News Details

‘Labour’ seeks MoI views on UN rights panel suggestions on maids
 Mon, 19 Jul 2010
  KUWAIT CITY, July 18: The Ministry of Social Affairs and Labour has asked the Ministry of Interior to give its views on the recommendations issued by the UN Human Rights Committee, obliging Kuwait to abide by the international conventions to protect its domestic workers, and include them in the private sector labour law Number 6/2010, reports Al-Qabas daily.
In a letter to the Ministry of Interior (MoI), Ministry of Social Affairs and Labour stated the MoI works on protecting the expatriate personnel, while it specializes in bringing in the domestic workers through many regulatory systems. However, domestic workers were excluded from the private sector labour law, and it exposed Kuwait to criticism by the international human rights committee and other international organizations.

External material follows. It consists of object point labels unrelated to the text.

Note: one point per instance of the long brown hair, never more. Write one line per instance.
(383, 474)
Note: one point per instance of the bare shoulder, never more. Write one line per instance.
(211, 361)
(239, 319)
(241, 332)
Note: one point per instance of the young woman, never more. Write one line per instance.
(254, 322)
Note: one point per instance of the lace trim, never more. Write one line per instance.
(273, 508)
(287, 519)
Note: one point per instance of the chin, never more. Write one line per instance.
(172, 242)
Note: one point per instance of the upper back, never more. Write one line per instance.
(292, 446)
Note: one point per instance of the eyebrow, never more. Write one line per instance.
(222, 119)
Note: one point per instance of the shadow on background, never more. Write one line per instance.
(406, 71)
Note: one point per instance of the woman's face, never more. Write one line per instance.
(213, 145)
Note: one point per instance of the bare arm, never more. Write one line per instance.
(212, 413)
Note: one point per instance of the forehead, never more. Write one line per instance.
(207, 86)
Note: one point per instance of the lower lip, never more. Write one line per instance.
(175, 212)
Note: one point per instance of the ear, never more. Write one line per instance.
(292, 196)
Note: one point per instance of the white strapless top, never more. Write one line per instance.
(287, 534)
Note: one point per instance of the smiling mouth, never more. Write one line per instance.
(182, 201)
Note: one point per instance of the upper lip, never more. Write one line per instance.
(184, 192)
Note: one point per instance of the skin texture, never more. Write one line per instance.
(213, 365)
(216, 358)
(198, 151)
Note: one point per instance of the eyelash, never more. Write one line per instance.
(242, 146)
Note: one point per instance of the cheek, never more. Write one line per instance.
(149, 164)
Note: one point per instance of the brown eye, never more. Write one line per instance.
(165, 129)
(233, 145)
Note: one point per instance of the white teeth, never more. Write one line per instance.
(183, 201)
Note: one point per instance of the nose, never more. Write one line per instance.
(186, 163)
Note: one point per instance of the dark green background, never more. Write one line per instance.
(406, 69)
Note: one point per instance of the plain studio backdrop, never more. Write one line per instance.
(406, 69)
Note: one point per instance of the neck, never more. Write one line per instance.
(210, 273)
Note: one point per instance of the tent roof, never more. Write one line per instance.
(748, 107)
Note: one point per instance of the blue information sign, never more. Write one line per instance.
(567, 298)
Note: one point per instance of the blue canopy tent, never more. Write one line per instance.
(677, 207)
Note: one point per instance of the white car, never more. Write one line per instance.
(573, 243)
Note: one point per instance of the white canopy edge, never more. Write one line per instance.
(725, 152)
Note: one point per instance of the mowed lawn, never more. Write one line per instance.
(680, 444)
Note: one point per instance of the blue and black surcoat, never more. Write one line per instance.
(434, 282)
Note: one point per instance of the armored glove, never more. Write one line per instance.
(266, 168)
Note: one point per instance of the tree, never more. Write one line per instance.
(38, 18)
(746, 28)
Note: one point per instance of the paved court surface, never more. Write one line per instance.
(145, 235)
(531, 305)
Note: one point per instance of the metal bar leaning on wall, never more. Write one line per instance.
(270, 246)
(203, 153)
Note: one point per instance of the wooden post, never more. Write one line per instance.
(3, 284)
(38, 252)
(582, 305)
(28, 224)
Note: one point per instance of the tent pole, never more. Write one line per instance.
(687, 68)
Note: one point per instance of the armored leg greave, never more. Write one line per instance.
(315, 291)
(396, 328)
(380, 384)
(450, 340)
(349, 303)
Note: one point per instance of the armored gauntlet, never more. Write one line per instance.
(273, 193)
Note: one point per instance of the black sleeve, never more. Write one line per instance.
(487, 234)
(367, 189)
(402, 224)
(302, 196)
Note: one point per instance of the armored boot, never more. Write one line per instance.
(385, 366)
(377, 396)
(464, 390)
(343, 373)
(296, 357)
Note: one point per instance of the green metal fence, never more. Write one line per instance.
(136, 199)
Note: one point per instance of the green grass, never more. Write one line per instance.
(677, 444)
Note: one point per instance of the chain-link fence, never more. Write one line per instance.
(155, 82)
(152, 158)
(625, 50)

The Ministry of Social Affairs and Labour stressed that Kuwait actively participated in the meetings of the UN Human Rights Committee, which led to the issuance of those recommendations and compelled Kuwait to take them into consideration without delay.
In the meantime, the ministry requires the viewpoints of MoI, with regards to providing complete protection for this segment of the work force, in addition to its major expectations in the residency law and related issues. It has also called for an immediate response to the proposal, to pave the way for a single report to be filed to clarify Kuwait’s stance in that regard.
Meanwhile, the General Administration for Citizenship and Passports Affairs is studying a proposal to withdraw the Kuwaiti nationality from children of divorced women breaching the law by going back to their non-Kuwaiti husbands, reported Al Watan daily.

The study is being supervised by the General Manager of Public Administration for Nationality and Passports, Major General Sheikh Faisal Al Nawaf and legal experts. The move came after the officials found out that many Kuwaiti women who were legally divorced with their Arab and GCC-national husbands in the interests of their children have secretly returned to their husbands through marriage contracts signed in neighbouring countries, while others are married in secret.
The proposal, if completed, will be submitted to the Minister of Interior, which will then be presented to the National Assembly for approval, to pave the way for the citizenship to be stripped from those children.
Meanwhile, a reliable source confirmed the current scrutiny of the list of names expected to be naturalized has revealed the name of an Arab maid who used to work in the 60s and 70s for a Kuwaiti family and attained the nationality, since she was included in the 1965 census.
The source noted the maid was naturalized when the entire family was being naturalized, and many others were also naturalized without using their proper names, whereas others carried their relatives’ names. He also disclosed that some of them were restricted securitywise, and they were disqualified from obtaining the nationality.
In other developments, officers at the Salmi exit apprehended two Bedoun people who tried to leave the country with Saudi Arabian passports which were not their own.
They were reportedly riding in a vehicle with 19 other Saudi Arabian nationals when the officer in charge uncovered their passports were owned by other people, and he informed the assistant manager of the Salmi border exit immediately.